Segundo o relatório, divulgado nesta quarta-feira, nenhum destes doentes do Gosport War Memorial Hospital, em Hampshire, necessitava de tomar diamorfina, ou seja, o termo médico para heroína.

Os factos remontam à década de 90 e, para já, há apenas um nome em cima da mesa: a médica Jane Barton, responsável pelas enfermarias, que prescrevia as drogas. No entanto, de acordo com a investigação, todos sabiam desta administração indevida de heroína, desde os enfermeiros às chefias médicas, sem que nunca tenham agido contra.

As vítimas são na maioria idosos, muitos deles saudáveis ou sem dores, que se deslocavam ao hospital na sequência de uma anca partida, por exemplo. Havia casos mais graves, de doentes com cancro, mas nem nestes casos a administração daquela droga era adequada ou necessária.

Mas todos eles, independentemente da sua condição, tinham a mesma prescrição: heroína por via intravenosa.

A primeira denúncia surgiu em 1988, depois de a filha de uma paciente ter apresentado queixa na polícia de Hampshire devido ao uso indevido de morfina.

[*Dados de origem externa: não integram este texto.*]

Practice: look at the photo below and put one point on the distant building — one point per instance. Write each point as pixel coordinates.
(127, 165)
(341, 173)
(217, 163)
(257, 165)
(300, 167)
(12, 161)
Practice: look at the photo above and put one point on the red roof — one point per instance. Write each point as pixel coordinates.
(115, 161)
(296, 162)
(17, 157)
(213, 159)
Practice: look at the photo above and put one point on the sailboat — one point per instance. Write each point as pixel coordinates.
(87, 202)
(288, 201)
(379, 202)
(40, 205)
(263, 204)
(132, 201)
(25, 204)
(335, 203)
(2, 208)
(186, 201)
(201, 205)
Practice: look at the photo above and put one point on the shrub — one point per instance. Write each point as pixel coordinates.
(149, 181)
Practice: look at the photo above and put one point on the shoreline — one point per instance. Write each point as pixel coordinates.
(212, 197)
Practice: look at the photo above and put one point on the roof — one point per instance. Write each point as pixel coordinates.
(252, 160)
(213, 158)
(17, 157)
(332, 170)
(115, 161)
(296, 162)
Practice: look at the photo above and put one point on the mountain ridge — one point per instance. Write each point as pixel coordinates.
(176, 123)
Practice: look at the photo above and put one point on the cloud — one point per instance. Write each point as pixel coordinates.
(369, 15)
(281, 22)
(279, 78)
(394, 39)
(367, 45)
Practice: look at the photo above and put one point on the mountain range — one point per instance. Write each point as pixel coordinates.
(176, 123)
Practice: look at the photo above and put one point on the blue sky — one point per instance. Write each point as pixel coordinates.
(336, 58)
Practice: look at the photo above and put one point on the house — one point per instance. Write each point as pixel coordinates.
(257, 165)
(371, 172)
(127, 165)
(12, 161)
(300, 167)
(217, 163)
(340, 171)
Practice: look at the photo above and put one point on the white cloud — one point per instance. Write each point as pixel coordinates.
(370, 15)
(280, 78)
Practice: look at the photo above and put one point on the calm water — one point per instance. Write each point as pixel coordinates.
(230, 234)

Três anos depois, na sequência de uma reunião com a ordem dos enfermeiros, estes profissionais foram aconselhados a não levar as suas preocupações mais longe.

Ao escolherem não fazê-lo, a oportunidade perdeu-se, aconteceram mortes e, 22 anos depois, tornou-se necessário criar esta comissão para descobrir a verdade”, consta no relatório hoje conhecido.

De acordo com a investigação, as enfermeiras nunca questionaram as ordens da médica Jane Barton, que ali trabalhou durante 12 anos.

As suspeitas só não caíram no esquecimento devido à “tenacidade” das famílias das vítimas, que nunca deixaram de questionar o que aconteceu.

A investigação aponta, por isso, o dedo às autoridades, de saúde e policiais, como a ordem dos médicos, que, apesar de censurar Jane Barton pelas suas práticas, numa audição em 2009, já depois de o nome da clínica ter sido visado nas investigações da polícia, não a impediu de continuar a exercer.

Para as conclusões agora conhecidas contribuiu o testemunho de uma enfermeira, Pauline Spilka, que já tinha denunciado a situação em 2001 durante as primeiras investigações policiais. Esta profissional afirmou não se lembrar de um único paciente que tenha sobrevivido à administração permanente da droga.

O inquérito às mortes no Gosport teve início em julho de 2014, a pedido do governo britânico, que nomeou James Jones, antigo bispo de Inglaterra e também de Liverpool, para liderar a investigação, ele que já tinha trabalhado no relatório à tragédia de Hillsborough, em que morreram 96 pessoas no estádio.